5 – Permettre aux entreprises de développer l’apprentissage

Pour le gouvernement, développer l’apprentissage, c’est lever les freins spécifiques à chaque entreprise. Les mesures consistent à :

• octroyer une aide unique (pour plus de lisibilité) aux entreprises de moins de 250 salariés qui forment des jeunes en CAP ou en Bac pro ;

donner à toutes les entreprises la possibilité d’ouvrir un CFA, mettre en place un collecteur unique (URSAFF), donner aux jeunes la possibilité d’entrer en apprentissage tout au long de l’année, créer une durée de contrat tenant compte des acquis de l’apprenti…

• simplifier les démarches pour tous les CFA ;

laisser les branches professionnelles coconstruire le contenu des diplômes avec l’Etat ;

le droit du travail tiendra compte des spécificités de certains métiers.


6 – Aider les jeunes et les salariés à mieux s’orienter

Choisir son avenir professionnel est un élément clé de la construction de la vie de chacun, pour cela :

les taux d’insertion dans l’emploi et de réussite aux diplômes de tous les CFA et de tous les lycées professionnels seront publics ;

les régions organiseront avec tous les collèges et lycées une découverte des filières et métiers par la rencontre de professionnels qui viendront partager leur passion et leur savoir-faire ;

la création d’une classe de troisième « prépa-métiers » pour préparer l’orientation des collégiens vers la voie professionnelle et l’apprentissage permettra de poursuivre l’acquisition du socle commun de connaissances et de compétences ;

le conseil en évolution professionnelle permettra aux actifs qui le souhaitent d’être accompagnés gratuitement dans le choix de leur parcours professionnel et de leur formation.

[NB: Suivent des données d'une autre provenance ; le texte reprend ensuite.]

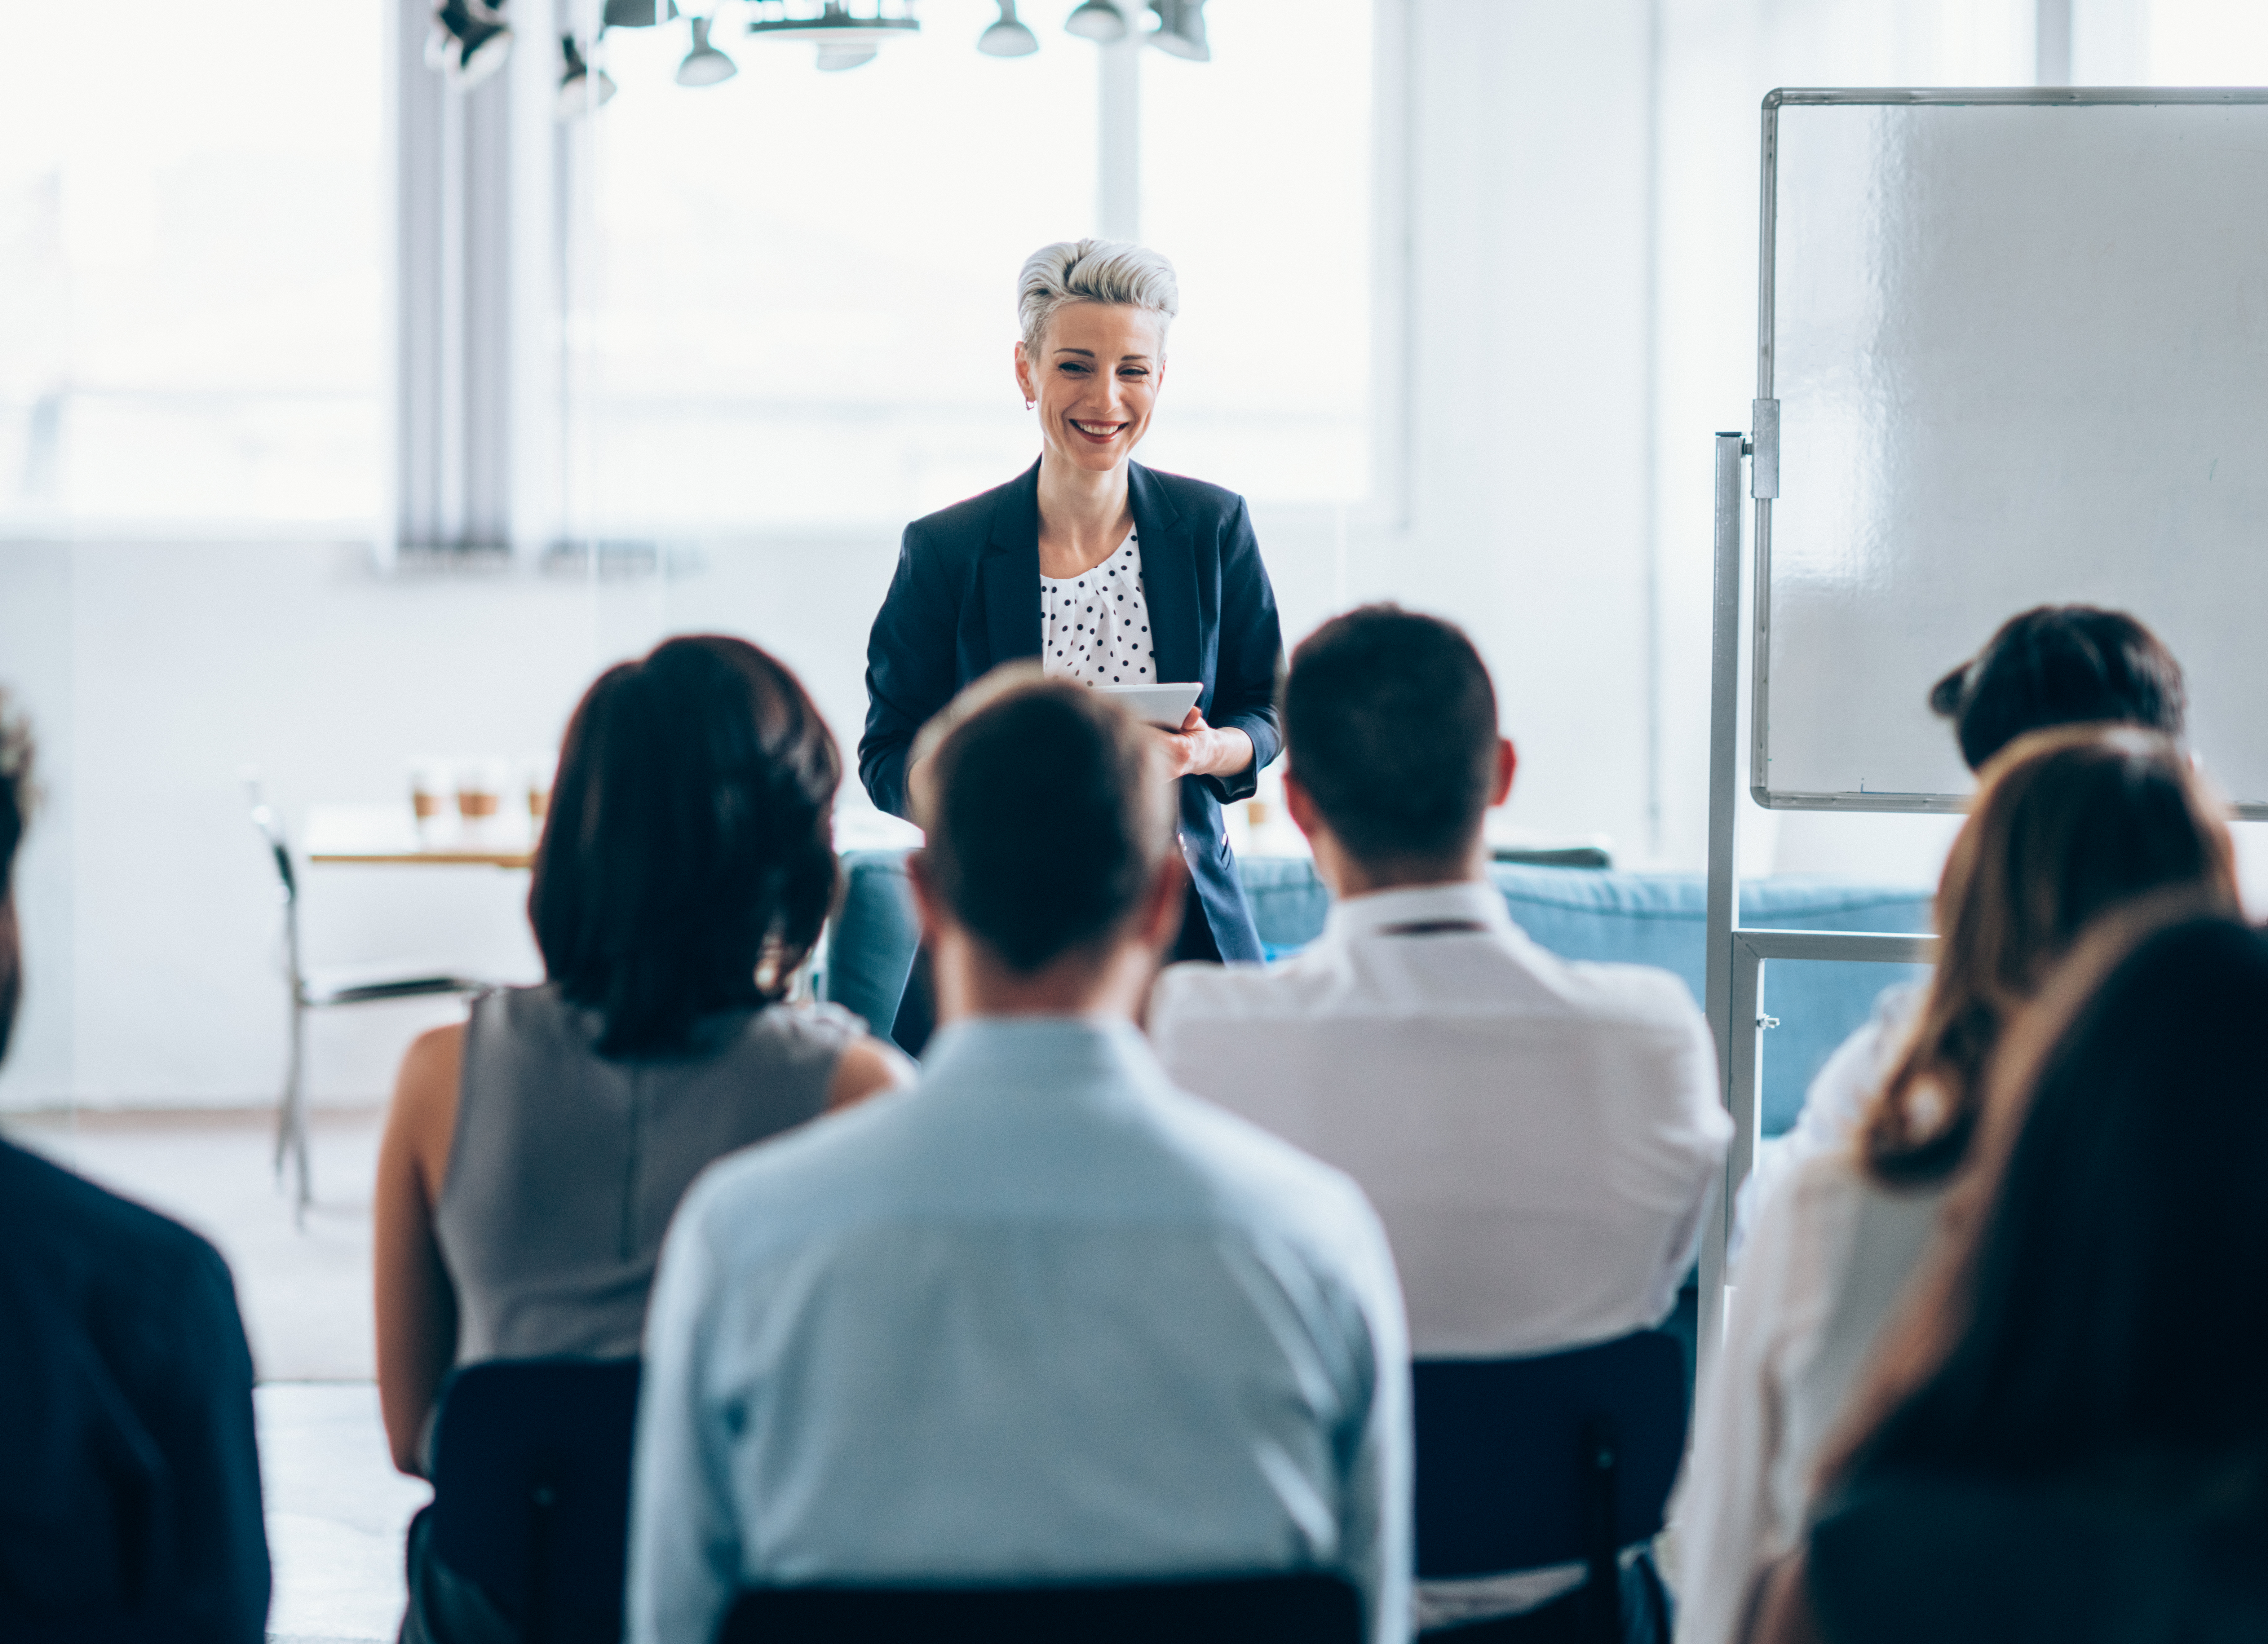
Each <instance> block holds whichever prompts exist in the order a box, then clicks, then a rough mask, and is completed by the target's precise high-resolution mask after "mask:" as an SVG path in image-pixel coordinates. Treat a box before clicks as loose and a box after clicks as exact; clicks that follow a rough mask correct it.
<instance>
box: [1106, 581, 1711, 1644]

7 – Donner de nouveaux droits aux salariés démissionnaires et responsabiliser les acteurs

La mobilité professionnelle est une opportunité d’engager une reconversion ou une création d’entreprise, mais les salariés se trouvent confrontés à des obstacles qui les en dissuadent, comme le risque de perte de revenus en cas de démission. Par ailleurs, les indépendants ne bénéficient d’aucune protection systématique contre le risque de chômage lorsque leur activité cesse. De nouveaux mécanismes de protection sont annoncés :

les personnes qui démissionnent en ayant un projet de création d’entreprise ou de reconversion professionnelle auront désormais droit à l’assurance chômage au même niveau d’indemnisation que les autres ;

les indépendants bénéficieront d’un premier filet de sécurité pour rebondir lorsque leur activité connaît une liquidation judiciaire. Ils recevront 800 € par mois durant six mois, sans avoir à payer de cotisation supplémentaire ;

par ailleurs, une négociation sur le système d’assurance chômage débutera à la rentrée 2018 afin de lutter contre la précarité excessive (ex : bonus-malus…) et inciter au retour à l’emploi.

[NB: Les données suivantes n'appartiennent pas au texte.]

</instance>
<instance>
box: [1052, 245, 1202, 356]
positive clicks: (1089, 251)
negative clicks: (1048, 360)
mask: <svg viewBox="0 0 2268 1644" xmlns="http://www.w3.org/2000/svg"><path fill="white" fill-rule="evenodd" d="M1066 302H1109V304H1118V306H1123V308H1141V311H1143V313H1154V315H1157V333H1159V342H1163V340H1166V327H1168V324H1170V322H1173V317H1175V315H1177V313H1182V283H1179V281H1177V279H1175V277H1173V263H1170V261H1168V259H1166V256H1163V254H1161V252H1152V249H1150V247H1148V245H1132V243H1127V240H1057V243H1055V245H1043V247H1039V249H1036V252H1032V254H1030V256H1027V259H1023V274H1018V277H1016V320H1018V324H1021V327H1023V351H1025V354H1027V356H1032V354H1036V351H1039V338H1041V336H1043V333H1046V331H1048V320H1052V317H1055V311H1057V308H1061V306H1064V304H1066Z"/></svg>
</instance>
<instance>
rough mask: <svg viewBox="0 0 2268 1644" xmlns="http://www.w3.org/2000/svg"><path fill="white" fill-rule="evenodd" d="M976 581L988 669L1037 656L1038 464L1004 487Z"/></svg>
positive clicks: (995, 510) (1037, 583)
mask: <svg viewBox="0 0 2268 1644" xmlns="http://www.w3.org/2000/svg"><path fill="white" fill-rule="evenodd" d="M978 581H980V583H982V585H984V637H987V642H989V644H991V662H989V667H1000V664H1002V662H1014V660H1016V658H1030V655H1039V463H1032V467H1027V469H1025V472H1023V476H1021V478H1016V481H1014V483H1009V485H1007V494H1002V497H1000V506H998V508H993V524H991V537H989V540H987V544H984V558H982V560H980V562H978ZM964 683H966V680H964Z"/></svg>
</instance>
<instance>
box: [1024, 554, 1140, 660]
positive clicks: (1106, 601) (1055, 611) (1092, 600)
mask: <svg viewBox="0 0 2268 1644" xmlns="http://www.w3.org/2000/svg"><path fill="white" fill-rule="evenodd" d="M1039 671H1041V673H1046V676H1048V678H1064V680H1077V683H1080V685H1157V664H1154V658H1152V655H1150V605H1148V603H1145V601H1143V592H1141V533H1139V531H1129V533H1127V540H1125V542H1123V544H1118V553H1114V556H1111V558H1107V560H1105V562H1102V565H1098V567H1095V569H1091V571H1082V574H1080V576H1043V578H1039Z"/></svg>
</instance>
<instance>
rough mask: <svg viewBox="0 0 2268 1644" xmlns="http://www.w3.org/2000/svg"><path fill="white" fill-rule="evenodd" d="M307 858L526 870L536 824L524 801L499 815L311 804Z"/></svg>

8 – Rendre réelle l’égalité entre les femmes et les hommes dans les entreprises

Quarante-cinq ans après la loi pour l’égalité professionnelle, les écarts de salaires entre les femmes et les hommes perdurent avec 9 % de différence à travail égal et 25 % sur l’ensemble de la carrière. Pour une égalité enfin réelle dans le monde professionnel, la loi dispose ceci :

les entreprises auront 3 ans pour se conformer à l’égalité salariale. Pour cela, un instrument commun de mesure sera mis en place ;

les entreprises devront dédier une enveloppe au rattrapage salarial et un contrôle sera effectué, avec sanctions si ce dispositif n’est pas respecté au bout des trois ans prévus ;

les salariés à temps partiel, qui sont à 80 % des femmes, auront les mêmes droits à la formation que les salariés à temps plein ;

pour lutter contre les violences sexistes et sexuelles, un référent, élu du personnel, sera désigné dans les CSE (Comité social et économique) de toutes les entreprises, et un référent ressources humaines sera nommé dans les entreprises de 250 salariés ou plus ;

les inspecteurs du travail et les professionnels de la médecine du travail seront formés de manière systématique pour prévenir les situations de violence, apporter une réponse adéquate et accompagner les victimes.


9 – Faciliter l’accès à l’emploi pour les personnes en situation de handicap

Avec seulement 3,4 % des salariés et 1,2 % des apprentis en situation de handicap dans les entreprises, notre société n’est pas assez inclusive. La loi propose de développer les compétences et l’accès à l’emploi durable des personnes handicapées. Selon le gouvernement, élargir la palette des outils existants est une priorité :

le périmètre de l’obligation d’emploi sera désormais apprécié au niveau de l’entreprise, ce qui permettra d’ouvrir 100.000 emplois aux personnes en situation de handicap ;

les créations d’emplois dans les entreprises adaptées passeront de 40.000 à 80.000 d’ici 2022 ;

chaque CFA aura un référent handicap et percevra une aide supplémentaire pour chaque apprenti en situation de handicap. Les enseignements et les postes de travail seront ainsi adaptés.


10 – Mieux protéger les entreprises et les salariés contre les fraudes au travail détaché

S’il permet parfois à des entreprises de trouver des compétences indisponibles rapidement en France, le travail détaché ne doit pas favoriser le dumping social en Europe et doit être mieux régulé et contrôlé. C’est pourquoi, sous l’impulsion de la France, la directive « travailleurs détachés » a été révisée en 2018. Elle prévoit désormais le principe « à travail égal, salaire égal » dans tous les pays européens :

quel que soit le statut du salarié (résidant en France ou travailleur détaché), le salaire net devra être le même, y compris les avantages accordés par la branche.

de plus, pour lutter efficacement contre la fraude, les pouvoirs de contrôle de l’administration sont fortement renforcés par la loi. Concrètement, l’administration pourra désormais ordonner la suspension d’une prestation (ex : la fermeture temporaire d’un chantier) lorsqu’une entreprise condamnée pour fraude au travail détaché ne s’est pas acquittée de l’amende prononcée.


Pour en savoir plus sur la loi…

Retrouvez le détail de la loi sur le site du ministère du Travail : www.travail-emploi.gouv.fr/grands-dossiers/liberte-de-choisir-son-avenir-professionnel

Lire le discours de Muriel Pénicaud prononcé le 11 juin 2018 en séance publique devant l’Assemblée nationale.


Bon à savoir :

LE PLAN D’INVESTISSEMENT DANS LES COMPÉTENCES

Le gouvernement a lancé le Plan d’investissement dans les compétences. Doté d’un montant de 15 milliards d’euros sur cinq ans, il doit permettre de former et d’accompagner un million de demandeurs d’emploi peu qualifiés et un million de jeunes décrocheurs à l’horizon 2022. Il se réalise à travers un partenariat avec les Régions et des actions innovantes notamment dans le secteur numérique, la transition écologique, les métiers en tension et l’inclusion dans l’emploi des plus vulnérables.